Pues la afluencia divina es como una nube formada por partículas de vapor y humedad. Así como el propósito de la nube no es simplemente la caída de la lluvia, sino que, a través de la lluvia, la abundancia y la bendición se manifiestan sobre la tierra, los cultivos, los árboles y los jardines, así también el objetivo de la afluencia divina es obtener los frutos mencionados. Si no aparece el fruto de esta manifestación, entonces no se debe alegrar uno por la ocurrencia de tales manifestaciones; más bien, debe considerarse como una forma de autoengaño y una ilusión de triunfo, y precaverse de ello. Porque hay muchos que, al enorgullecerse por alcanzar tales estados espirituales, abandonan los actos externos de adoración y, cayendo de su estación, luego comprenden que han descendido hasta el nivel más bajo. Decir que, por el logro del éxtasis espiritual, se anulan las obligaciones religiosas es una forma de ilḥād (herejía) y zandaqa (herejía, apostasía).

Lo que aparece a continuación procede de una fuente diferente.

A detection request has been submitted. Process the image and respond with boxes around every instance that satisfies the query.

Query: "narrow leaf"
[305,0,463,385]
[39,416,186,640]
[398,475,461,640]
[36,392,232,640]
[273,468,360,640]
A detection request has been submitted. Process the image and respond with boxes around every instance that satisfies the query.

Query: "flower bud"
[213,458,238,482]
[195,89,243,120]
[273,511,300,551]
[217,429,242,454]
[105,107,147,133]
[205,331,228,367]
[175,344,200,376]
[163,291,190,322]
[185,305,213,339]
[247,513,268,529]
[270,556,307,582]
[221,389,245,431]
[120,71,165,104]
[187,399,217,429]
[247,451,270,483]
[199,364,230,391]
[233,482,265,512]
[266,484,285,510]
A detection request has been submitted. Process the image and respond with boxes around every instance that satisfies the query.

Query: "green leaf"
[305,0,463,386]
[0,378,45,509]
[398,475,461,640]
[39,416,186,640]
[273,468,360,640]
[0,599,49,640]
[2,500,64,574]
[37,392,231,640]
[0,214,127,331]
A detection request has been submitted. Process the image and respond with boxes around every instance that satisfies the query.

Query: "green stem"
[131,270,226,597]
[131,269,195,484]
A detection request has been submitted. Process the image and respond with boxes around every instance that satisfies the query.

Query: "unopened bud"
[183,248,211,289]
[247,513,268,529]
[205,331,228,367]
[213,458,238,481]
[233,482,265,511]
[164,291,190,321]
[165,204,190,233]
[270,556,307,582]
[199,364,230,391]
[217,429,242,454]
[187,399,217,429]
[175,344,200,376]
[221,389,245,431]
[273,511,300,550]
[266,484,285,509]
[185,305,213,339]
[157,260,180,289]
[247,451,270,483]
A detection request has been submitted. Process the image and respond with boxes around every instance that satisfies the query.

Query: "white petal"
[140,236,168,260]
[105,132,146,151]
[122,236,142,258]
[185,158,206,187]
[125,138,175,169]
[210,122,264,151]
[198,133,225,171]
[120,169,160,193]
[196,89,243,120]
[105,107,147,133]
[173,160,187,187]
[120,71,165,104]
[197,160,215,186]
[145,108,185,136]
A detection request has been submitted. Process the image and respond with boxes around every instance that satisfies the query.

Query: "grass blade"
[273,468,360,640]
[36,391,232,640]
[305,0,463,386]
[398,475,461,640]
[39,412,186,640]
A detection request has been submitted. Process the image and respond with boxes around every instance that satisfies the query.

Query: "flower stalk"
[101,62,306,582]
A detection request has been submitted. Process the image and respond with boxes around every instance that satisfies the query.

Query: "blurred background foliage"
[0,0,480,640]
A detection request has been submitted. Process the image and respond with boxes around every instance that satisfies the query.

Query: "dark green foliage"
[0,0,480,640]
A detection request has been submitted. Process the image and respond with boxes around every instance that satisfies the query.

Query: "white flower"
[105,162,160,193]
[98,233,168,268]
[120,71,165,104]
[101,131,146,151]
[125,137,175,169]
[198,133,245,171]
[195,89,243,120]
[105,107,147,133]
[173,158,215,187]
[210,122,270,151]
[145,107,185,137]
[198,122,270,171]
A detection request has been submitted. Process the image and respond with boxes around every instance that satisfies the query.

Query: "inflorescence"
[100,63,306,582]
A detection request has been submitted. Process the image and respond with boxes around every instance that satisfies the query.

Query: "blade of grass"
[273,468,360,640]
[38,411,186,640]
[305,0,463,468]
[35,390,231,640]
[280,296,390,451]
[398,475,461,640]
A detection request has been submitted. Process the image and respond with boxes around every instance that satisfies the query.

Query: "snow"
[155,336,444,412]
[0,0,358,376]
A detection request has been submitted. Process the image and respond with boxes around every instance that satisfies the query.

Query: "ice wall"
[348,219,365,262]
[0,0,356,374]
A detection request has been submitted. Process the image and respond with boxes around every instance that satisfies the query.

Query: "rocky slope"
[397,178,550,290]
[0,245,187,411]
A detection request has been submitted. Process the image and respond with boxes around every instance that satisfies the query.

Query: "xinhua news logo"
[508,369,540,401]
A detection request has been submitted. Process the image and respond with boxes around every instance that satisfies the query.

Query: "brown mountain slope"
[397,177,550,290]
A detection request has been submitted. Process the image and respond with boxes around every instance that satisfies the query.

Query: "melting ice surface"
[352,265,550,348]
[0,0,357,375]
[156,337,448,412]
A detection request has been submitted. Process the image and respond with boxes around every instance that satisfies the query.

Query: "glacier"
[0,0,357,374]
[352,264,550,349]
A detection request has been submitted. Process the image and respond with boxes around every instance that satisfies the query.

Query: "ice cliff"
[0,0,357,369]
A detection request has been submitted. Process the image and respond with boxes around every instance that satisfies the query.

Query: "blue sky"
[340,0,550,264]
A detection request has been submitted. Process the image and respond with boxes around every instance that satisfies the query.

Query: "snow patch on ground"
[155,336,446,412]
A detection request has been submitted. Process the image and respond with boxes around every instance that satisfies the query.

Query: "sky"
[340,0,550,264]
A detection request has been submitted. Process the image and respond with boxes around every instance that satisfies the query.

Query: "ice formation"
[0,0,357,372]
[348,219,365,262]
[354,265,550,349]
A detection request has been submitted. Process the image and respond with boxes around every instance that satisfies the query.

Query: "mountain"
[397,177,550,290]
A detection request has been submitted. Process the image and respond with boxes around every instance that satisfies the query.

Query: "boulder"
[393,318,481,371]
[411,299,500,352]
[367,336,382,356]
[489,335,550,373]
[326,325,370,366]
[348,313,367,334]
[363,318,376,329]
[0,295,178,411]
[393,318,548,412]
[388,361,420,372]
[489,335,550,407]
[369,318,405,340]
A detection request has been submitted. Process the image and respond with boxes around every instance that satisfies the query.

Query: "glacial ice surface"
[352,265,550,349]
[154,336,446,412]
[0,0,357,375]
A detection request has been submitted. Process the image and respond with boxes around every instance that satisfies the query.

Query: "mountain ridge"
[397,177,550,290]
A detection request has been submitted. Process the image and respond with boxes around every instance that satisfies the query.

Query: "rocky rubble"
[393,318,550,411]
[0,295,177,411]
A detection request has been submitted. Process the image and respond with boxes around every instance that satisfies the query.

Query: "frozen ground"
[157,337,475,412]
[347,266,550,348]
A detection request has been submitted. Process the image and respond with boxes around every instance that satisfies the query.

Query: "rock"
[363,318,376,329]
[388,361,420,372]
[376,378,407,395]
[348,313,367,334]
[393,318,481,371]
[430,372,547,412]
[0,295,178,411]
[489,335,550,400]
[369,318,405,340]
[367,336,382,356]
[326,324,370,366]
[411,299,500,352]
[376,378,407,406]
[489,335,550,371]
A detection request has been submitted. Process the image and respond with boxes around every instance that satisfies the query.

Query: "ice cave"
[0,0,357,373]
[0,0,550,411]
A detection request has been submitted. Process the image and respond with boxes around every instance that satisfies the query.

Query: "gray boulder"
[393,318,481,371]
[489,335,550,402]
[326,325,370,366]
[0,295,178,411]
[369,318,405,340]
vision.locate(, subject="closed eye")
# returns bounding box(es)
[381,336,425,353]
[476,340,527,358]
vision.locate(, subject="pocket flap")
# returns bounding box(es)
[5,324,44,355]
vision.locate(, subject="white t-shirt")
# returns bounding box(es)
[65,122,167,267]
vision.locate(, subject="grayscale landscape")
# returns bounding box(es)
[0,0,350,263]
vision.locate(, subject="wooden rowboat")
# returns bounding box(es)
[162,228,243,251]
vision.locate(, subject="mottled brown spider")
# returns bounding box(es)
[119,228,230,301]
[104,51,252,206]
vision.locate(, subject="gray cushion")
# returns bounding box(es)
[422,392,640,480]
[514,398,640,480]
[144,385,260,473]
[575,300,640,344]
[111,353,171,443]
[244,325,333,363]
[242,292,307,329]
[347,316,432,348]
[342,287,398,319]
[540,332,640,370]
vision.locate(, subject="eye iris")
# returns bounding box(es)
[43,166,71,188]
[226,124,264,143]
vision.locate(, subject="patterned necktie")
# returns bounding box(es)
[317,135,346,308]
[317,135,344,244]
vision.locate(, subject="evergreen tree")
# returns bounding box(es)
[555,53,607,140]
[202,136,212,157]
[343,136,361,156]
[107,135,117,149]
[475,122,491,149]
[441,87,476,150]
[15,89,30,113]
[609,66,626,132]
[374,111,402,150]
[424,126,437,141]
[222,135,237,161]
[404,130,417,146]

Si el resultado del progreso espiritual fuera la unión (wuṣla) con Allah, y si el fruto de la unión con Allah fuera la eliminación de la obligación y la dificultad, ¿acaso los benditos pies de nuestro Profeta, el Mensajero de Dios (la paz y las bendiciones sean con él), se habrían hinchado de tanto permanecer de pie en la oración, y habría sido revelada por Allah la siguiente aleya: «No te hemos hecho descender el Corán para que te fatigues, sino como recordatorio para quien teme a Allah» (Ṭā-Hā 20:2-3)? Pues, ¿quién puede imaginarse que haya alcanzado a Allah más que el Amado de Allah? ¿Existe algún relato o noticia entre la gente del Islam y el iman (la fe), la gente de la tariqa (una vía sufí) y la maʿrifa (el conocimiento de Dios), o entre los nobles Compañeros (ṣaḥāba), de que alguna vez hayan abandonado sus actos de adoración? La extraordinaria resistencia de los grandes de la umma en la adoración y el esfuerzo es bien conocida; ¿no está registrado en los libros que ʿUmar (que Allah esté complacido con él) fue martirizado mientras rezaba, y que ʿAlī (que Allah esté complacido con él) fue herido yendo a la oración del alba? Especialmente, se sabe por hadices auténticos que las últimas palabras del Mensajero de Dios (la paz y las bendiciones sean con él) fueron una exhortación a la oración, y que el momento en que el siervo está más cerca de Allah es en la postración, y que la oración es el miʿrāj (ascensión) de la gente del iman. Entonces, ¿puede haber mayor necedad que abandonar los actos de adoración por orgullo ante una manifestación que surge del placer del nafs (el ego / alma inferior)? Porque el fruto de la manifestación divina es saborear la dulzura del esfuerzo y la adoración, y volverse aún más atento y cuidadoso en cumplir los derechos de la servidumbre. De lo contrario, una manifestación que no produce tal fruto, o incluso una karāma (el prodigio de un santo) que aparece, es más probable que sea istidrāj (un milagro engañoso) o una forma de prueba divina, y nunca es digna de elogio ni de orgullo. Por lo tanto, el sufismo (taṣawwuf) no es otra cosa que la rectitud en la sharia (la ley sagrada).